Here, it appears that rather than address a substantial federal question, Defendants seek merely to obtain a reversal of a state court foreclosure decision by a federal court, a practice barred by the Rooker-Feldman doctrine. See Exxon Mobil Corp. v. Saudi Basic Indus. Corp. , 544 U.S. 280, 284 (2005). The purpose of Rooker-Feldman is to prevent the exercise of appellate jurisdiction of lower federal courts over state-court judgments. Verizon Md. Inc. v. Public Serv. Comm'n of Md. , 535 U.S. 644 n.3 (2002). "[A] party losing in state court is barred from seeking what in substance would be appellate review of the state judgment in the United States district court, based on the losing party's claim that the state judgment itself violates the loser's federal rights." Johnson v. De Grandy , 512 U.S. 997, 1005-6 (1994). This prohibition extends not only to issues decided by a state court but also to those issues "inextricably intertwined with questions encompassed by such rulings." Plyer v. Moore , 129 F.3d 728 (4th Cir. 1997). A federal claim is inextricably intertwined with a state court where "in order to grant the federal plaintiff the relief sought, the federal court must determine that the [state] court judgment was entered erroneously or must take action that would render the judgment ineffectual." Jordahl v. Democratic Party of Va. , 122 F.3d 192, 202 (4th Cir. 1997) (internal quotations omitted).

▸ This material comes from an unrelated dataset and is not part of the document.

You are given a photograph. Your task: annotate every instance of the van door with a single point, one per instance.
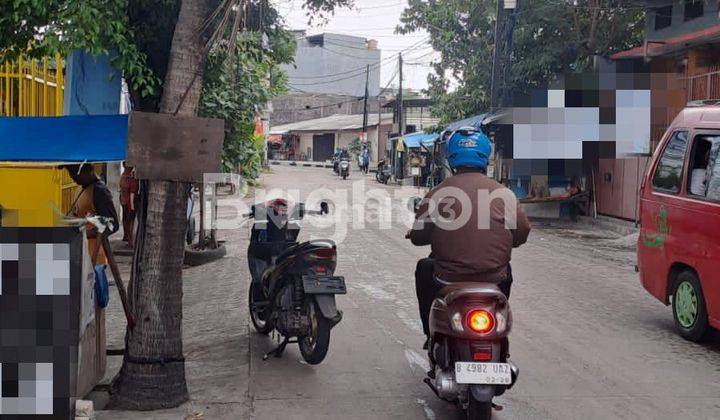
(701, 226)
(661, 207)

The crux of the facts alleged here revolve around a foreclosure action matter decided by the courts of the State of North Carolina. Assuming arguendo that Defendants' Due Process claim was sufficient to state a claim for relief, this Court-to offer relief-would have to effectively review and overturn a decision by a state court on a federal question inextricably intertwined with the state court judgment. The Rooker-Feldman doctrine clearly prohibits this. Defendants have not alleged a substantial federal question; instead they have, in substance, requested this Court to overturn a state court decision on the ground of due process. This Court does not have proper subject matter jurisdiction to hear this case and must remand it to state court.

IV. CONCLUSION

In sum, the Magistrate Judge's recommendation will be adopted because Defendants' claim that Plaintiff violated their right to be heard in the foreclosure action is insubstantial. Other than merely reciting constitutional amendments and federal statutes, Defendants have failed to meet their burden of establishing a claim that invokes federal jurisdiction. See Kokkonen v. Guardian Life Ins. Co. of Am. , 511 U.S. 375, 377 (1994) (federal courts are courts of limited jurisdiction and there is a presumption that federal jurisdiction is lacking). While the Court recognizes that a pro se litigant's pleadings should be construed liberally, Haines v. Kerner , 404 U.S. 519, 520 (1972), it is still their responsibility to demonstrate that subject matter jurisdiction exists. Cf. Weller v. Dep't of Soc. Servs. , 901 F.2d 387, 391 (4th Cir. 1990) ("The special judicial solicitude' with which a district court should view such pro se complaints does not transform the court into an advocate. Only those questions which are squarely presented to a court may properly be addressed.").

IT IS, THEREFORE, ORDERED that:

1. Plaintiff's Motion to Remand, (Doc. 5), is GRANTED;
2. Defendants' Motion to Strike (Doc. 7), is DENIED; and
3. The Clerk of Court is directed to close this case.